Later on the tour, at Oxford Town Hall, Rock took the famous shot of Bowie simulating fellatio with Mick Ronson’s guitar – which, he said, sent both of their careers stratospheric. “It was an image that really got around, especially when it got to America. For the first time people started to ask, ‘Who took this picture?’ ”

Rock's shot for Queen II inspired their celebrated video for Bohemian Rhapsody - CBW/Alamy
Rock's shot for Queen II inspired their celebrated video for Bohemian Rhapsody - CBW/Alamy

Bowie installed Rock as his court photographer and went on to introduce him to Lou Reed and Iggy Pop. He was soon friends with the likes of Andy Warhol – whom he once photographed dressed as Father Christmas standing next to Truman Capote – and Debbie Harry (“the most photogenic person I’ve ever shot”). Reed showed him round New York’s gay scene: “It was like Sodom and Gomorrah gone berserk,” Rock recalled. “London was naughty, but nothing like New York.”

When Reed toured the UK Rock was there to photograph him. One shot, of Reed peering out into the audience at the King’s Cross Cinema clutching his guitar, became the cover for his break-out solo album Transformer. The following night at the same venue Rock captured Iggy Pop shirtless and clinging to his microphone, a shot which became the cover of Raw Power.

Other stars he photographed included Bryan Ferry and Roxy Music, the Ramones, Carly Simon, Johnny Rotten and Madonna. He took a famous picture of the glam metal giants Mötley Crüe in a bubble bath, but did not care for the experience. “They were out of their f------ minds with ­cocaine,” he recalled. “They made me look like an amateur – and I was no amateur.”

His full-on lifestyle began to take its toll – he was, he admitted, a “compulsive experimenter” – and his career went into decline. Though the quality of his work never dropped, he became increasingly unreliable and, as he put it, “the phone stopped ringing.”

In the mid-1990s he had a quadruple heart bypass paid for by Andrew Loog Oldham and Allen Klein, two former Rolling Stones managers, and later had a kidney transplant. He gave up cigarettes and drugs, and what also helped to save him, he said, was yoga, massage and meditation – and the fact that although he had been a coke fiend he had steered clear of heroin and was not a drinker.

His fortunes rose again and he photographed Kate Moss and Pharrell Williams, and an album cover for Miley Cyrus, as well as Snoop Dogg, Lady Gaga and Rufus Wainwright. There were exhibitions of his work, and he wrote liner notes and contributed to Rolling Stone and other music papers.

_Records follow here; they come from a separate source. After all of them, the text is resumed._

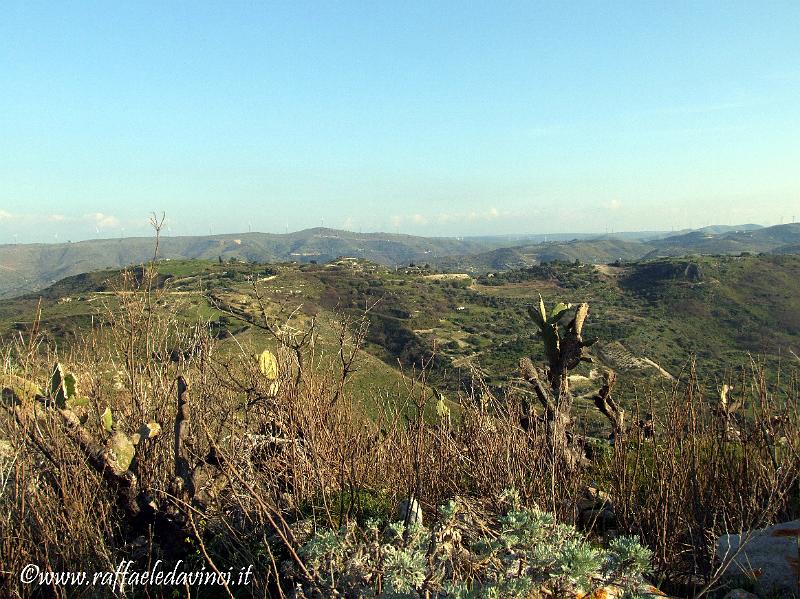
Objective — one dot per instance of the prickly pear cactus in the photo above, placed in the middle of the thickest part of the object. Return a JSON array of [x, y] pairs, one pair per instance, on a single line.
[[107, 420], [268, 365], [548, 327], [122, 450], [64, 389], [17, 389]]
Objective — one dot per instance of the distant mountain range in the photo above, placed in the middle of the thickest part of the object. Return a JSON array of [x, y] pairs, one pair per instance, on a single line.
[[29, 267]]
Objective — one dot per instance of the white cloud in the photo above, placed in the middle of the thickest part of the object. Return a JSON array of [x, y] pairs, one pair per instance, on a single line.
[[102, 221]]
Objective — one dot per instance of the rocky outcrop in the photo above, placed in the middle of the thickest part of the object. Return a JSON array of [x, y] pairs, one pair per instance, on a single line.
[[769, 556]]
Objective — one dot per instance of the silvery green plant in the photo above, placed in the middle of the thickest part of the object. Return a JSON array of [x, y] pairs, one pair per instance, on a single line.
[[504, 551]]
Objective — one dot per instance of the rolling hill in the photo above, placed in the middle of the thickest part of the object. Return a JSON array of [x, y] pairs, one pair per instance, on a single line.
[[29, 267]]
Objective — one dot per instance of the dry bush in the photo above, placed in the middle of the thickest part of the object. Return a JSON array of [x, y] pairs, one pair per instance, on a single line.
[[262, 458], [706, 471]]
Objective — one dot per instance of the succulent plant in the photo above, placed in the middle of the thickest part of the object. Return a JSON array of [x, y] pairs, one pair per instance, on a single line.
[[64, 389], [268, 365]]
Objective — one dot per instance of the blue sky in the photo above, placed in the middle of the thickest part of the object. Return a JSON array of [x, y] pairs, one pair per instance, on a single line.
[[428, 118]]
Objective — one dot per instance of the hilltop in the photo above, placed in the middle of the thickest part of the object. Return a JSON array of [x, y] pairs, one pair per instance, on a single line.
[[30, 267], [650, 315]]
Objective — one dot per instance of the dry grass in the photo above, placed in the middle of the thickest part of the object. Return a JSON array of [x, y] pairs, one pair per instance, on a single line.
[[262, 460]]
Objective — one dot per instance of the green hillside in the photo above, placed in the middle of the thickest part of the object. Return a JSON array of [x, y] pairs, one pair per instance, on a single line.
[[650, 316]]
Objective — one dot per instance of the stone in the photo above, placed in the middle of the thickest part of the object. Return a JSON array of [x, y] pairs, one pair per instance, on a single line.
[[769, 556]]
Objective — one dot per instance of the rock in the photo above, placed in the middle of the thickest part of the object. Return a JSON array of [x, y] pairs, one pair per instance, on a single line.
[[415, 516], [770, 556], [740, 594]]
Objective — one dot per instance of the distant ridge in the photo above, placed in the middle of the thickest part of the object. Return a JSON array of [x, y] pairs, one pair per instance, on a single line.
[[26, 268]]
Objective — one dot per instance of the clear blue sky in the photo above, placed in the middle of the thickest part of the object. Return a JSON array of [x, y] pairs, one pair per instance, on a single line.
[[429, 118]]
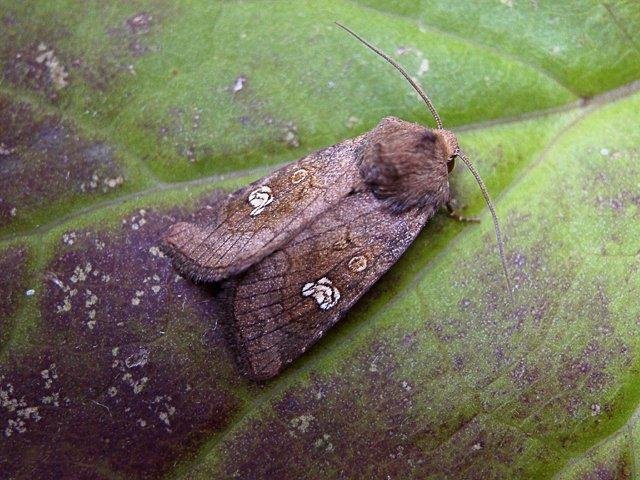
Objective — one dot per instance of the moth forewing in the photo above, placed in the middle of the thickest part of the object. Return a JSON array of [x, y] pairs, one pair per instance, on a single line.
[[260, 218], [287, 301], [306, 242]]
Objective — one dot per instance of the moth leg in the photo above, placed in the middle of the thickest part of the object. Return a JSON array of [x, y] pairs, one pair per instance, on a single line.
[[455, 214]]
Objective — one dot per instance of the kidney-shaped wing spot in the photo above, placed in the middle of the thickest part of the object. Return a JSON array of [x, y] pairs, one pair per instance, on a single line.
[[285, 302], [258, 219]]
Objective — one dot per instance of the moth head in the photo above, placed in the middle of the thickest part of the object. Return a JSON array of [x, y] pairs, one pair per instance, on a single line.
[[451, 146], [406, 165]]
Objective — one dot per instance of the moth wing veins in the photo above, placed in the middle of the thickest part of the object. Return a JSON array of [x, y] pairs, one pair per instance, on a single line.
[[287, 301], [260, 218]]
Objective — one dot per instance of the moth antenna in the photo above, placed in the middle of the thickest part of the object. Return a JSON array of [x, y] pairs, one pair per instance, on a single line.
[[404, 73], [494, 216]]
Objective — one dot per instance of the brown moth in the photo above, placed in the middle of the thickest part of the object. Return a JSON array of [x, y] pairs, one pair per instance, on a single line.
[[303, 244]]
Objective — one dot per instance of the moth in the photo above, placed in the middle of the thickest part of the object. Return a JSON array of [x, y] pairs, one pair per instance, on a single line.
[[303, 244]]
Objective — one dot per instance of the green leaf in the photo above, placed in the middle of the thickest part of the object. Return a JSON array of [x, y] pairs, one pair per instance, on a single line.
[[118, 119]]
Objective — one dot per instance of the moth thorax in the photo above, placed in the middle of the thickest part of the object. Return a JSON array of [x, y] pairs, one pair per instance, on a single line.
[[450, 141]]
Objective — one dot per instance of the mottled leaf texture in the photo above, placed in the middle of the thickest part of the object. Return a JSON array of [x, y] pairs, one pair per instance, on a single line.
[[121, 118]]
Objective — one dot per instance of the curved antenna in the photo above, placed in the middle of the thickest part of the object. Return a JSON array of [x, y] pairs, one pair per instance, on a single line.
[[494, 216], [413, 83]]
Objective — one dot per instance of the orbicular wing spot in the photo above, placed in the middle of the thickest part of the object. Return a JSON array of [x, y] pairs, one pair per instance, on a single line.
[[287, 301]]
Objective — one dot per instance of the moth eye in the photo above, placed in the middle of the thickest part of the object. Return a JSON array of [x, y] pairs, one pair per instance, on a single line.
[[260, 198], [299, 175], [450, 164], [323, 292], [358, 263]]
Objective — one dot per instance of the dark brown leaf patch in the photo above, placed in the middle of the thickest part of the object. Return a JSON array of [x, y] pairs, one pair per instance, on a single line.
[[44, 161], [135, 371], [13, 287]]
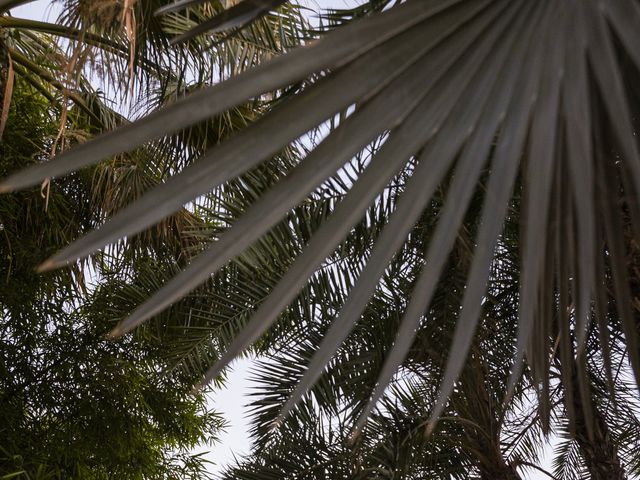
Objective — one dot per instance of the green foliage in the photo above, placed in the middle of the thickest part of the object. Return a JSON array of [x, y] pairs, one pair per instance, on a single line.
[[75, 405]]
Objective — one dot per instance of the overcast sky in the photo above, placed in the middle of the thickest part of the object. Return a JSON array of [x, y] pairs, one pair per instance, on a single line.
[[229, 401]]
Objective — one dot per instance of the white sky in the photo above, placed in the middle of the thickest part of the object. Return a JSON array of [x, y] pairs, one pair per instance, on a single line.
[[230, 401]]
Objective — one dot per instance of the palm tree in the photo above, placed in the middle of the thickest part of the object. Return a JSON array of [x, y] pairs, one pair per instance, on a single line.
[[540, 95]]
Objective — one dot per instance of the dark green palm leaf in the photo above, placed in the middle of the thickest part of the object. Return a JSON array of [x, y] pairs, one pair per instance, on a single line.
[[539, 90]]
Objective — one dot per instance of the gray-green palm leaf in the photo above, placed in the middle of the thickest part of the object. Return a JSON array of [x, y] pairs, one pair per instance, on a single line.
[[541, 91]]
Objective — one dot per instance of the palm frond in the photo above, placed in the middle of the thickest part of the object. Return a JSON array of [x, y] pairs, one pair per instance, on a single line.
[[540, 91]]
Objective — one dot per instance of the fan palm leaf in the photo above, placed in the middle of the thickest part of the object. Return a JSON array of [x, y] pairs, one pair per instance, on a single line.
[[537, 90]]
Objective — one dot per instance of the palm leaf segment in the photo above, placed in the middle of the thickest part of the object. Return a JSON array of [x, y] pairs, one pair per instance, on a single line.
[[538, 94]]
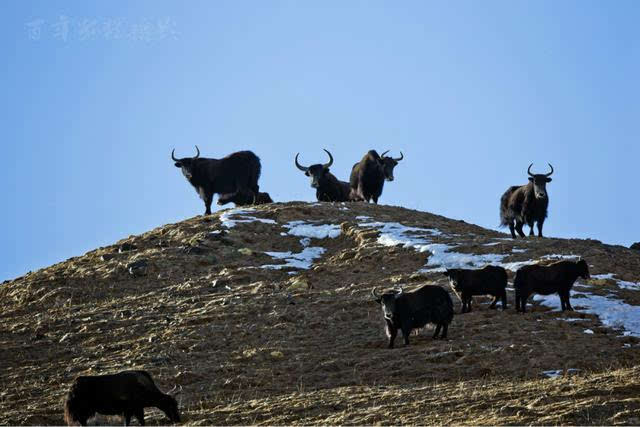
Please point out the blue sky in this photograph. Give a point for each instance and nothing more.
(471, 92)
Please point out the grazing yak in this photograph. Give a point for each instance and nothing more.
(237, 172)
(245, 197)
(368, 175)
(490, 280)
(548, 279)
(126, 393)
(328, 187)
(526, 204)
(410, 310)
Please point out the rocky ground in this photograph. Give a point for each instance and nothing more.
(193, 304)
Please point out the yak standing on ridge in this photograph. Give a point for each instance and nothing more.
(238, 172)
(328, 187)
(368, 175)
(526, 204)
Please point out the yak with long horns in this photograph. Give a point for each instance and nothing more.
(238, 173)
(328, 187)
(369, 174)
(526, 204)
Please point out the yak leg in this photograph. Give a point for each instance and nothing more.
(140, 415)
(445, 328)
(391, 334)
(406, 331)
(494, 302)
(207, 198)
(523, 302)
(438, 327)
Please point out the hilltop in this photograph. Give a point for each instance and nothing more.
(265, 316)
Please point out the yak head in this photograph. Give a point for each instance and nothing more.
(539, 181)
(316, 172)
(388, 301)
(186, 164)
(387, 164)
(454, 277)
(583, 269)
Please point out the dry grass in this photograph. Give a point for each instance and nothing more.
(248, 348)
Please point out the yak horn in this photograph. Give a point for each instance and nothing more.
(549, 174)
(299, 166)
(328, 165)
(529, 170)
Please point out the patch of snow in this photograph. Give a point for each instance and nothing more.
(612, 312)
(305, 242)
(302, 260)
(628, 285)
(603, 276)
(229, 222)
(554, 374)
(561, 257)
(304, 229)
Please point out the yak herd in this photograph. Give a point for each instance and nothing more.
(235, 179)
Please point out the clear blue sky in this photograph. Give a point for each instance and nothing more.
(470, 91)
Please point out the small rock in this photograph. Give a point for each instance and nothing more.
(126, 247)
(298, 285)
(138, 268)
(107, 257)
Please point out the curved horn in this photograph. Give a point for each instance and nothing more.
(529, 170)
(299, 166)
(549, 174)
(328, 165)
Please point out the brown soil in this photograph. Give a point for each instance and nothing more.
(256, 346)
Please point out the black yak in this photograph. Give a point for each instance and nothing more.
(490, 280)
(126, 393)
(328, 187)
(368, 175)
(548, 279)
(237, 172)
(414, 309)
(526, 204)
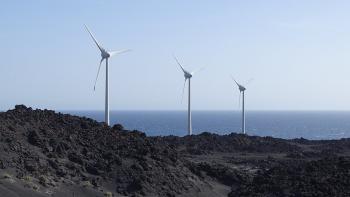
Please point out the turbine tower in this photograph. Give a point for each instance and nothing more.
(188, 76)
(105, 55)
(241, 92)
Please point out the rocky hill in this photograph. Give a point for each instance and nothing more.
(43, 153)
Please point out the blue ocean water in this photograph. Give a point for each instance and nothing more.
(281, 124)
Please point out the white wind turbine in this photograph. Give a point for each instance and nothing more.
(188, 76)
(105, 56)
(241, 92)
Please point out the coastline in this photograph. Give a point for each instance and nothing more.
(43, 151)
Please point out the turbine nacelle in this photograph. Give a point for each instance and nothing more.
(105, 54)
(187, 75)
(241, 88)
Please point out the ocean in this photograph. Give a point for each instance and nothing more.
(281, 124)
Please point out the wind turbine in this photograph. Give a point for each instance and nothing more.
(241, 92)
(188, 76)
(105, 55)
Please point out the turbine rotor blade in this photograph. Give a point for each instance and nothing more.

In 2015 and 2016, he had a cable TV series, On the Record with Mick Rock, while a documentary about his life, Shot: The Psycho-Spiritual Mantra of Rock, was released in 2017. He recently said that he had been “offered millions” for his archive.

Mick Rock’s first marriage, to Sheila, a fellow photographer, ended in divorce. He is survived by his second wife Pati and by their daughter.